MPs slam ‘unacceptably slow’ efforts to reduce tax avoidance

18 Nov 14
Action to tackle tax avoidance has been ‘unacceptably slow’, the Public Accounts Committee said today.

In a report examining Revenue & Customs’ progress in improving tax compliance, the MPs highlighted delays in recovering funds from tax avoidance schemes and a relatively lax attitude towards corporate tax residency.

‘Research into seven companies who have recently relocated to the UK for tax purposes showed very little inward investment was generated or jobs created in the UK in return for the tax benefits the companies receive,’ said PAC chair Margaret Hodge.

She called on the Treasury and HMRC should provide the committee with details of progress in identifying and addressing ways international tax structures are exploited.

The PAC drew attention to a £1.9bn error when it established its baseline and set targets for its compliance work.

‘Astonishingly, this significant error in a key performance measure went undetected by HMRC’s own system of governance and internal audit for three years,’ said Hodge.

‘HMRC should make sure the governance arrangements around it performance are sufficiently robust. It should be more transparent about its compliance yield estimates and maintain a comparable measure of compliance yield over time so we are not comparing apples and pears.’

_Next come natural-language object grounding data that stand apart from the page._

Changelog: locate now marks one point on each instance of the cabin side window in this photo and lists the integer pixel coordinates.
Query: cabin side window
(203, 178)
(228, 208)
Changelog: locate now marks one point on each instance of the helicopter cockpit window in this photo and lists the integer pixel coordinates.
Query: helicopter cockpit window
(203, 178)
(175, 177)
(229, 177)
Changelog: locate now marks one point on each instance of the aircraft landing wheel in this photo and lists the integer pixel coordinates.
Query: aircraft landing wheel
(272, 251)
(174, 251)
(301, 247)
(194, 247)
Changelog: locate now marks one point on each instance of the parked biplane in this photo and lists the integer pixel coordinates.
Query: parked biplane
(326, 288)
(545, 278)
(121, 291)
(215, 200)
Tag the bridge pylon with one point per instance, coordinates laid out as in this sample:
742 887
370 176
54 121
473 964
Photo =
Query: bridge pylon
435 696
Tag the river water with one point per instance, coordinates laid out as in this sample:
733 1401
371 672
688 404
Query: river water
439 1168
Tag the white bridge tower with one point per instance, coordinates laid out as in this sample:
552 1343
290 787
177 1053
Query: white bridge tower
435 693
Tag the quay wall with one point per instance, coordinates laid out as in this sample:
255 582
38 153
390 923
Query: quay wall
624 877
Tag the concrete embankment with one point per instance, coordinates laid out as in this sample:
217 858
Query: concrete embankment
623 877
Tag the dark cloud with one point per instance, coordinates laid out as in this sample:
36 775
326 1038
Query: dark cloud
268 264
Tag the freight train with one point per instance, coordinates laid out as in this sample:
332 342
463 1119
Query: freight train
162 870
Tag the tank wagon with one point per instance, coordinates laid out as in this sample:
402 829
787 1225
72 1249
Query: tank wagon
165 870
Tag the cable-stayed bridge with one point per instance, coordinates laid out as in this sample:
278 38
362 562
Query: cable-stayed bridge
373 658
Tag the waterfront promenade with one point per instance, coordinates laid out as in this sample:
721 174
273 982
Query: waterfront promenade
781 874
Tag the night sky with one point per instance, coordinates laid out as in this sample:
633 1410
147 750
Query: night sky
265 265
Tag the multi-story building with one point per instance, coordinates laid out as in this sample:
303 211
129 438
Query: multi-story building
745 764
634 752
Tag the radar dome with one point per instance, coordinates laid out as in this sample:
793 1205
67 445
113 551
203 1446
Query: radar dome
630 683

Responding to the report, an HMRC spokesman said: ‘The committee recognises we have addressed their key comments about tax avoidance. The way we now work makes it clear to promoters and users of schemes that we will robustly tackle tax avoidance wherever it happens, so increasingly taxpayers are contacting us to help disentangle them from schemes that simply don't work.

‘We are also effectively challenging multi-nationals, whilst bringing in the colossal sum of £31bn from large business since 2010 alone.

‘We will work closely with the National Audit Office to ensure there is no repeat of the base line error for which we apologised to the committee. However, even taking this into account we exceeded our targets for tackling tax dodgers and criminal gangs every year since 2010.’